Un coup d’éclat médiatique pour Barak
Et pourtant, à 74 ans, Ehoud Barak a soudainement retrouvé grâce auprès de son ancienne famille politique et, plus largement, parmi les opposants à « Bibi ». Le 16 juin, profitant de la très médiatique conférence d’Herzliya – sorte d’assises de la sécurité israélienne -, l’ancien Premier ministre s’est livré à un violent réquisitoire contre Netanyahou.
En substance, son parti, le Likoud, serait gangrené par une idéologie radicale. Sa coalition favoriserait l’émergence d’un fascisme au détriment de la démocratie. Enfin, son « agenda caché » conduirait le pays vers un État binational, autrement dit d’apartheid.
Il assure que le compte à rebours marquant la fin du règne de Netanyahou est enclenché
« Je demande au gouvernement de reprendre ses esprits, pour revenir immédiatement sur les rails, s’est exclamé Barak à la tribune.
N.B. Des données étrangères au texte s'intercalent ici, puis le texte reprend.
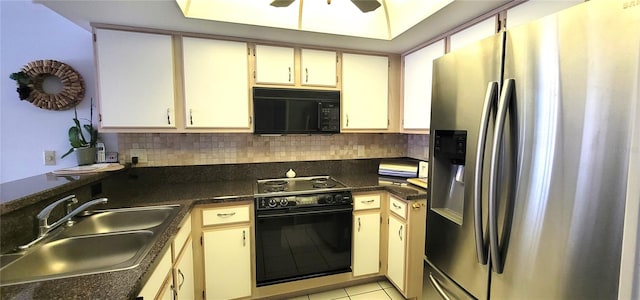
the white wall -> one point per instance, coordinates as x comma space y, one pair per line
31, 32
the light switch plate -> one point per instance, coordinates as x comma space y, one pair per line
111, 157
49, 158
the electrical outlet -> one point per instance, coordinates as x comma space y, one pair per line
141, 154
49, 158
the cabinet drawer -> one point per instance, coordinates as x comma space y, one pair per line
181, 237
398, 206
361, 202
225, 215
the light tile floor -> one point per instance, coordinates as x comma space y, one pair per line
380, 290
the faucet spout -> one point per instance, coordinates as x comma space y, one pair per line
43, 216
73, 213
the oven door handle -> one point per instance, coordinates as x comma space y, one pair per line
300, 213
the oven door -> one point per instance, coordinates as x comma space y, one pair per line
302, 243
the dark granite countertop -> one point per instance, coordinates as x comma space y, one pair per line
129, 191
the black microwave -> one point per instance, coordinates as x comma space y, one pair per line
295, 111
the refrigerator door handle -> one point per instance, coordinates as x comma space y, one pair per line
501, 116
489, 101
438, 288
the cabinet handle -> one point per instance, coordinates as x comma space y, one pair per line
221, 215
181, 276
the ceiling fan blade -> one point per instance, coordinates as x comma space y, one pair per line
366, 5
281, 3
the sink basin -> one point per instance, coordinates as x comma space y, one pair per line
80, 255
125, 219
106, 240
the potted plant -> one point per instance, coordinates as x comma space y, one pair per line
84, 148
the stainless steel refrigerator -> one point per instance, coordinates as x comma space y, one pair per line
530, 142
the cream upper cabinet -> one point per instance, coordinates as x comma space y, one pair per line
473, 34
417, 81
535, 9
274, 65
135, 79
216, 83
318, 67
365, 92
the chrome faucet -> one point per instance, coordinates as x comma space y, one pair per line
43, 217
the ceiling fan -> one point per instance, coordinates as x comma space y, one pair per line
363, 5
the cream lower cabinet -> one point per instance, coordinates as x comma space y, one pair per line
405, 248
366, 234
173, 278
226, 248
396, 251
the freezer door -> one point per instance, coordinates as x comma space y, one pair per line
460, 83
575, 75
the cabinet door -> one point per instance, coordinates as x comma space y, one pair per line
365, 91
156, 285
366, 243
473, 34
417, 86
227, 263
274, 65
318, 67
135, 78
185, 278
397, 252
216, 83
S’il ne le fait pas, il incombera à nous tous de nous lever et de le faire tomber par la protestation populaire et par le bulletin de vote avant qu’il ne soit trop tard. » Ce coup d’éclat vaudra à son auteur les grands titres de la presse. Le lendemain, invité du journal télévisé, il enfonce le clou en assurant que le compte à rebours marquant la fin du règne de Netanyahou est enclenché.
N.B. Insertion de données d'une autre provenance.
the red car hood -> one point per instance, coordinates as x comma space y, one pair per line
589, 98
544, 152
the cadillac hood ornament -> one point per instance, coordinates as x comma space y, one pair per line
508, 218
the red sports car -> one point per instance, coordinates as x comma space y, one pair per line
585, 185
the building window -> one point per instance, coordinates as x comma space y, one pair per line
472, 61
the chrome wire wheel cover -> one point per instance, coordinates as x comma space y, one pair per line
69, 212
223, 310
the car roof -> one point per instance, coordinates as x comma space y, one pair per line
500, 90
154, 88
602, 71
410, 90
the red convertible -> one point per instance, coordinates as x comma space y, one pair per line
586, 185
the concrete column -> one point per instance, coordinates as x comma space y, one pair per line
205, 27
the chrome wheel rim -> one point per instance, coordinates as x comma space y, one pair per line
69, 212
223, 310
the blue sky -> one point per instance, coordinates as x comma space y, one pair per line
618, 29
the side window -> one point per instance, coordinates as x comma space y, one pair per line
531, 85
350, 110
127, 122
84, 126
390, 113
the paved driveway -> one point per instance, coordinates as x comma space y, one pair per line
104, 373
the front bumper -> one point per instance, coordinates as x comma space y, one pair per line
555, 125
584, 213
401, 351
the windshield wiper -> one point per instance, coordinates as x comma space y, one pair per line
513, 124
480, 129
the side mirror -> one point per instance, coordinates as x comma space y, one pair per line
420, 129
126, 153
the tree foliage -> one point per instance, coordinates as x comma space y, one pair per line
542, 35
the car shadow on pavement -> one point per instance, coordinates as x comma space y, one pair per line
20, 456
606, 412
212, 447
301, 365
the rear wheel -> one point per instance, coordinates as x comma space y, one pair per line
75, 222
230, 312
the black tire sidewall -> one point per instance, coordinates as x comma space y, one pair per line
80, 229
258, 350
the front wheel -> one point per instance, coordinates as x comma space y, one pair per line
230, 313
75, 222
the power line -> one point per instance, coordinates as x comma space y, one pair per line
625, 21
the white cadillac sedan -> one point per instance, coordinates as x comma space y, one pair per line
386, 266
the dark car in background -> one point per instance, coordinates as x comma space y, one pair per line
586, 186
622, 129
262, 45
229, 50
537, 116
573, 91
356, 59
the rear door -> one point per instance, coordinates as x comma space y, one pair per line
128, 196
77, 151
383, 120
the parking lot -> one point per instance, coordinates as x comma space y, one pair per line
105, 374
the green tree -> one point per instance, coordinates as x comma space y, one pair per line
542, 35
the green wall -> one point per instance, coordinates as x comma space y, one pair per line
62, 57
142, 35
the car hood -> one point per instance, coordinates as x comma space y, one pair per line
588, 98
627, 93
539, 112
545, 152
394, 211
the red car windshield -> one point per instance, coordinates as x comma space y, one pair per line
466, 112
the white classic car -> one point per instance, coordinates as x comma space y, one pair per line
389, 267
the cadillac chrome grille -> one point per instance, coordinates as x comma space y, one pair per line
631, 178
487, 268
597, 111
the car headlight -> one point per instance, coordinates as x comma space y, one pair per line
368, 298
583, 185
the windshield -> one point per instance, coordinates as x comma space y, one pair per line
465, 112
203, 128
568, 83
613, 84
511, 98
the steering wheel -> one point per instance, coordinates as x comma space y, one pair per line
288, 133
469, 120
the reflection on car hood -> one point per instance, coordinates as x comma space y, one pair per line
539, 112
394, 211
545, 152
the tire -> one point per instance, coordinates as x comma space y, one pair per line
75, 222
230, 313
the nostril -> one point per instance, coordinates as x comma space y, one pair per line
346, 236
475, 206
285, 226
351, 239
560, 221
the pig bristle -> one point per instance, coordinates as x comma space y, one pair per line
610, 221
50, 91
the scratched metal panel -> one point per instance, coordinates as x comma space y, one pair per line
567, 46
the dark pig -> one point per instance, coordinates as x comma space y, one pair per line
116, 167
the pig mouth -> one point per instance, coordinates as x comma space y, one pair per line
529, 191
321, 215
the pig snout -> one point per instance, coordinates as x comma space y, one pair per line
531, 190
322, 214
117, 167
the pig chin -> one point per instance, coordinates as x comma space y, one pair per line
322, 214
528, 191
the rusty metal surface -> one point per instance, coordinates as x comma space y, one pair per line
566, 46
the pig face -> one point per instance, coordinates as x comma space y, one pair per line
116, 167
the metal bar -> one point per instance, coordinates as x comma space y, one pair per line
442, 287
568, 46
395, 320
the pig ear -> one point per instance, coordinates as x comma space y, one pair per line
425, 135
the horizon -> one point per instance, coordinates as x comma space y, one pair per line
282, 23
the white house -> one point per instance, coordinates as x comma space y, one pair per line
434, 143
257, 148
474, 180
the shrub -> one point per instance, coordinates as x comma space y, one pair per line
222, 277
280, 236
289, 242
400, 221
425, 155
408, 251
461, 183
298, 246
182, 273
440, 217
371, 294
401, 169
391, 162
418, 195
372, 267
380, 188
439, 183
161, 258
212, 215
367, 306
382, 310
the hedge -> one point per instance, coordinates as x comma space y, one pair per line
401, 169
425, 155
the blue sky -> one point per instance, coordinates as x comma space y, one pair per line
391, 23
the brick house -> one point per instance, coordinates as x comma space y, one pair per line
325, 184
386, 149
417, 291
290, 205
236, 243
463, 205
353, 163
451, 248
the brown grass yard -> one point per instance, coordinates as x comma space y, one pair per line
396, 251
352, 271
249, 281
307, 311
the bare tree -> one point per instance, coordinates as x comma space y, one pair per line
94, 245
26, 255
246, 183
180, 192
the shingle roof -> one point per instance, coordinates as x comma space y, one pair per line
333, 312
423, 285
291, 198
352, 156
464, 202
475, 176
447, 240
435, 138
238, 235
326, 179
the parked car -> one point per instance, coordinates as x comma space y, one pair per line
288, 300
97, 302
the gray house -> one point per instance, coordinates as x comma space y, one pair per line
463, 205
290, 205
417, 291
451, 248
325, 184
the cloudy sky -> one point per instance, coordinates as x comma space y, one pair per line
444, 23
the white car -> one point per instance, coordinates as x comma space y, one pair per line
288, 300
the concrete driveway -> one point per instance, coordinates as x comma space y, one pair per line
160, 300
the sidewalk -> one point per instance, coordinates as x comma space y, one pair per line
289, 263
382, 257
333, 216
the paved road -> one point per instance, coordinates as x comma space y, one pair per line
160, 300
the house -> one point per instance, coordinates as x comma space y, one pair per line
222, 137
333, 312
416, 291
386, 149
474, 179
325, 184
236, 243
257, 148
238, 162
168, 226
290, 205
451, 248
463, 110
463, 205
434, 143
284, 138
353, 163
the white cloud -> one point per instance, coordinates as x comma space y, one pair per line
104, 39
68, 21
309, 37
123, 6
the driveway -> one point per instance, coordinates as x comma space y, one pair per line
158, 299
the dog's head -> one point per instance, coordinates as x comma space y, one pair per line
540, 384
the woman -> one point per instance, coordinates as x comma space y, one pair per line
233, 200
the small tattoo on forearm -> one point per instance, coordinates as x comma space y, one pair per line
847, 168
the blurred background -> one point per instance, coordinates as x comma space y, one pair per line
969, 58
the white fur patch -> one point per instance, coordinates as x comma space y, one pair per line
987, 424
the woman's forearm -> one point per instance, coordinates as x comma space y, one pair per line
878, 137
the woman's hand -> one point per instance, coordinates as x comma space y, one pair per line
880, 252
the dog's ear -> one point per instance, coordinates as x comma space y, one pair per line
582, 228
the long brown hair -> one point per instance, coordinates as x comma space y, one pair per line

En attendant, c’est un autre illustre général, Moshe Ya’alon, 66 ans, qui s’est déclaré candidat à la succession de Netanyahou. « Je sens le désir de changement et je me présente pour offrir une autre voie à l’État d’Israël », a affirmé l’ancien ministre de la Défense, qui a appris le mois dernier par des fuites que « Bibi » allait l’évincer pour permettre l’entrée dans sa coalition de l’ultranationaliste Avigdor Lieberman.
Perçu comme une voix modérée et pragmatique au sein du Likoud, Ya’alon paie certaines prises de position qui l’ont mis en porte à faux par rapport au gouvernement. En mars, il condamnait sans détour un jeune soldat coupable d’avoir exécuté un assaillant palestinien déjà neutralisé, à Hébron. Au même moment, Netanyahou téléphonait au père du militaire pour l’assurer que son fils bénéficierait d’un procès équitable.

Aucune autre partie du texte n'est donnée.